The thickly packed humans were trying to surge away from the gun like the waves of compression and rarefaction in a gas. Only those closest to Ferad knew what was happening—the bolts of energy hammered the air and struck with the sound of bombs underwater, but the sounds were not sharp enough to identify them to untrained ears in the noisy ballroom.

The orchestra on the far side of the hall continued to play some incomprehensible human melody, its members aware of the disturbance but stolidly unwilling to emphasize it by falling silent. Ferad shot into fleeing backs trapped by the press.
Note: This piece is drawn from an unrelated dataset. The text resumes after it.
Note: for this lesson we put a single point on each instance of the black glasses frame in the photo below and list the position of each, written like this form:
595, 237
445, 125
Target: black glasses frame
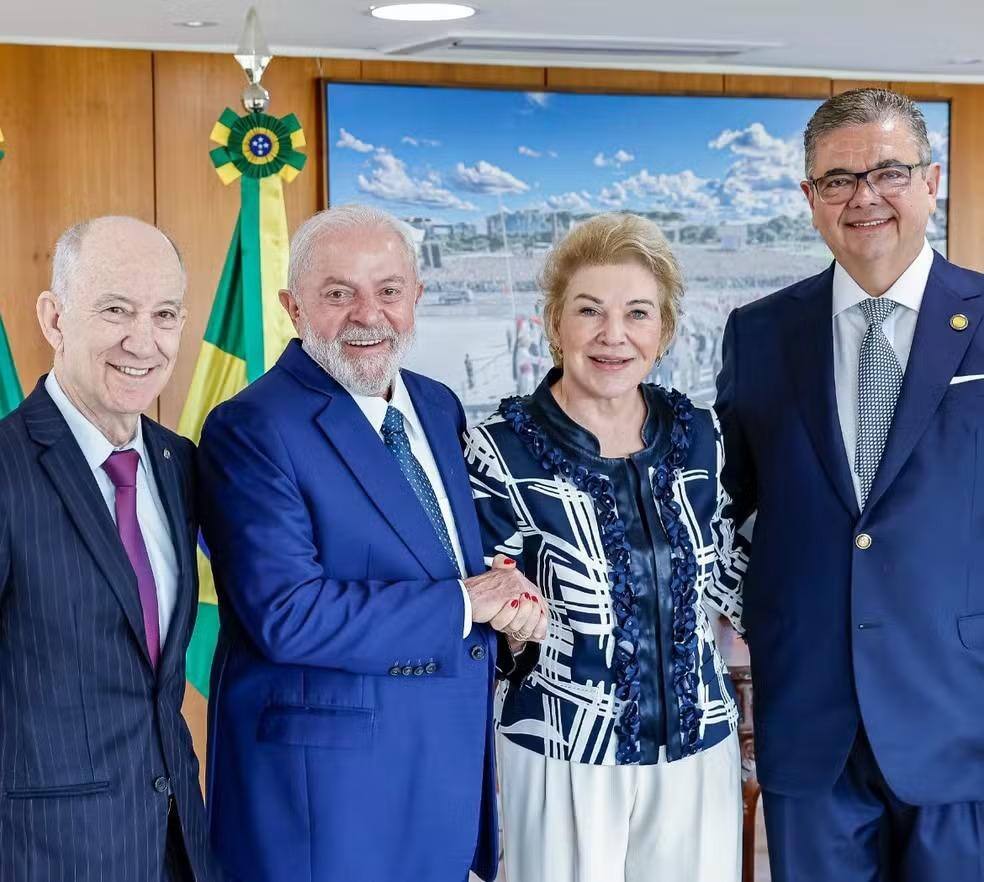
863, 176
Sopasian had suggested a bomb in his calm voice that hid a cancer of emotions beneath—envy and scorn, but mostly envy. It was a reasonable suggestion, since a bomb would have killed more than the powergun could in targets as soft and frequent as these. The surface-absorbed, two-centimeter bolts had no penetration, though the amount of energy they released could separate limbs from bodies—and the medals on the first victim's chest were still raining down all across the hall.

But Sopasian missed the point of this attack. They couldn't kill all the humans, not even if every Molt on the planet had Ferad's skill or Sopasian's. What Ferad brought to the gala was a personal death, not a sudden blast followed by dust and the screams of the injured. This attack went on and on in the safest place in the world, the victims would have said a moment before.